The northern karst region of the Island has also been identified by federal and commonwealth conservation agencies as a priority conservation area, its tropical environment and geomorphologic evolution fostering the development of a unique natural area with high levels of biological diversity. The Conservation Trust of Puerto Rico identified a specific area within this region in order to focus its land conservation efforts: the Río Encantado Karst Interest Area (“Río Encantado”). Some 16,000 acres in size, this Karst Interest Area protects a unique and relatively undisturbed, roadless forested area, second in size in Puerto Rico to El Yunque National Forest, which is about 28,241 acres.
On August 2000, the Conservation Trust started acquiring properties from willing landowners within the Río Encantado Karst Interest Area.

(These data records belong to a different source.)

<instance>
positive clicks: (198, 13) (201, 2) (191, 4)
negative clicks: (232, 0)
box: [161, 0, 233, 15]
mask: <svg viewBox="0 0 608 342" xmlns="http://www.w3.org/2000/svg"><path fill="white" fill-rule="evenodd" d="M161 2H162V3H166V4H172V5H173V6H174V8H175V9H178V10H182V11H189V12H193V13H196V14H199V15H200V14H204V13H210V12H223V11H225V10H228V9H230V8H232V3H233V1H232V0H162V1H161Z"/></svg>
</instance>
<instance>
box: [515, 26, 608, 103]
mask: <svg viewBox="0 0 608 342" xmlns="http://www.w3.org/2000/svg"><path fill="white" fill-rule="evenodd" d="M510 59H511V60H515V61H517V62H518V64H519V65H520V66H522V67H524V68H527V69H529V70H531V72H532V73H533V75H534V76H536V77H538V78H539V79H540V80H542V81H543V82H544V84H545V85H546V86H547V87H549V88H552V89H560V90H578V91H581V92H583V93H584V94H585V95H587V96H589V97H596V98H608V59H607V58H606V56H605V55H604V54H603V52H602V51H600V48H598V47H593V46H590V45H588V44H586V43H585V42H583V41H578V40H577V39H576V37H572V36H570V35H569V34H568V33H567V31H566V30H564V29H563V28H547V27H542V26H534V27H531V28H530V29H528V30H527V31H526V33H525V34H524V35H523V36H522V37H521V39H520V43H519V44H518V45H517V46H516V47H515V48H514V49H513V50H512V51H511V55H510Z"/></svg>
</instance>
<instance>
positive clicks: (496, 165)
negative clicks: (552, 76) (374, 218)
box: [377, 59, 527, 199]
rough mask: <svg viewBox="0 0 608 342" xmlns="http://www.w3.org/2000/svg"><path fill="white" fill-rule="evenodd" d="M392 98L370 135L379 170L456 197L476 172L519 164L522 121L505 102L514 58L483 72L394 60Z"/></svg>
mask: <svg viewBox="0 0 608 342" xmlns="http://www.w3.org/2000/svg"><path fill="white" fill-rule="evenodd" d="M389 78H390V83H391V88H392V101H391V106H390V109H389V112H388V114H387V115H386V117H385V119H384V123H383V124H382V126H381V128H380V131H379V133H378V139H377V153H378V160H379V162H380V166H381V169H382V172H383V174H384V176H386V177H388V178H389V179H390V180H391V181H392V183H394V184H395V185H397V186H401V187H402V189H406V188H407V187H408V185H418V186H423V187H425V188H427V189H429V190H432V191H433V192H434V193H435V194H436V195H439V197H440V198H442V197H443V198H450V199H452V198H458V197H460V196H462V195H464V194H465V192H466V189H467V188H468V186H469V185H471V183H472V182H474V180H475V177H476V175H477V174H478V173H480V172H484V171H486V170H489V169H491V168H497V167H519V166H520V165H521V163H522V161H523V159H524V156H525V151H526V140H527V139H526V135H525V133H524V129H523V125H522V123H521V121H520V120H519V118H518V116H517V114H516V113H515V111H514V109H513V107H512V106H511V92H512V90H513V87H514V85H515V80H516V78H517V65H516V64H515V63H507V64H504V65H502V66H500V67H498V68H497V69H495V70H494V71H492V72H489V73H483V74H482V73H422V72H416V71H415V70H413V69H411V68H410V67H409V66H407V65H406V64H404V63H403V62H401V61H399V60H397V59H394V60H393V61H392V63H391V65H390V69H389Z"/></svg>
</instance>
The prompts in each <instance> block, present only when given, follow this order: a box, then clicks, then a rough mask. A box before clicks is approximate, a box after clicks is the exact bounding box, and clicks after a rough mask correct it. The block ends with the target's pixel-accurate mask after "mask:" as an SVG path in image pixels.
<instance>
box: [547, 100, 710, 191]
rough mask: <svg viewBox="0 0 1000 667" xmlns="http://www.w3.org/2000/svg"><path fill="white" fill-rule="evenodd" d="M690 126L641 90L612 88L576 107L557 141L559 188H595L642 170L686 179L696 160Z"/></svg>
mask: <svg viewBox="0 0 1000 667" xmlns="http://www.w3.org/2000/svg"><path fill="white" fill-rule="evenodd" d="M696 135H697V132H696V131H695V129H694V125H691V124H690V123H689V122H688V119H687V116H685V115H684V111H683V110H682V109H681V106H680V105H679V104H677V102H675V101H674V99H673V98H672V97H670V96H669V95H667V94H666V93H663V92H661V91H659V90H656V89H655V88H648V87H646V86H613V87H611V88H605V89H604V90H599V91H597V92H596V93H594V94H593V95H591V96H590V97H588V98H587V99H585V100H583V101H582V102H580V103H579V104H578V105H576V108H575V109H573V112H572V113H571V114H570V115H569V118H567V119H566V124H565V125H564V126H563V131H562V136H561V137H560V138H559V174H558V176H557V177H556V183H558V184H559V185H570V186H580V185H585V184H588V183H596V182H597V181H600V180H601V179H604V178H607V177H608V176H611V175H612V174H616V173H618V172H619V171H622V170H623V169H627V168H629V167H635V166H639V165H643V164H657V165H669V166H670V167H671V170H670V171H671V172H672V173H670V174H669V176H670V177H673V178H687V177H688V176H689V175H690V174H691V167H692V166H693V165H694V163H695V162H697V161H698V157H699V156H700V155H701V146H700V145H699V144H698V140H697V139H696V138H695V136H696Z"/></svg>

By 2010, the protection and conservation of a total of 1,818.18 acres through land acquisitions had already been achieved, thus constituting the lands that make up the RENPA. The Conservation Trust is actively working reducing the fragmentation between these properties, in order to achieve the significant contiguous protection of the Río Encantado Karst Interest Area into an extensive natural protected area.
The RENPA is host to the Río Encantado Underground River and Cave System, which represents one of the world’s longest continually traversable underground rivers at 10.5 miles (16.9 km), as well as Puerto Rico’s longest cave system. Río Encantado, along with the rest of the northern karst belt, represents some of the least disturbed karst habitats remaining in the Caribbean. The whole region is considered undisturbed wilderness, harboring the largest tract of continuous forest cover in all of Puerto Rico.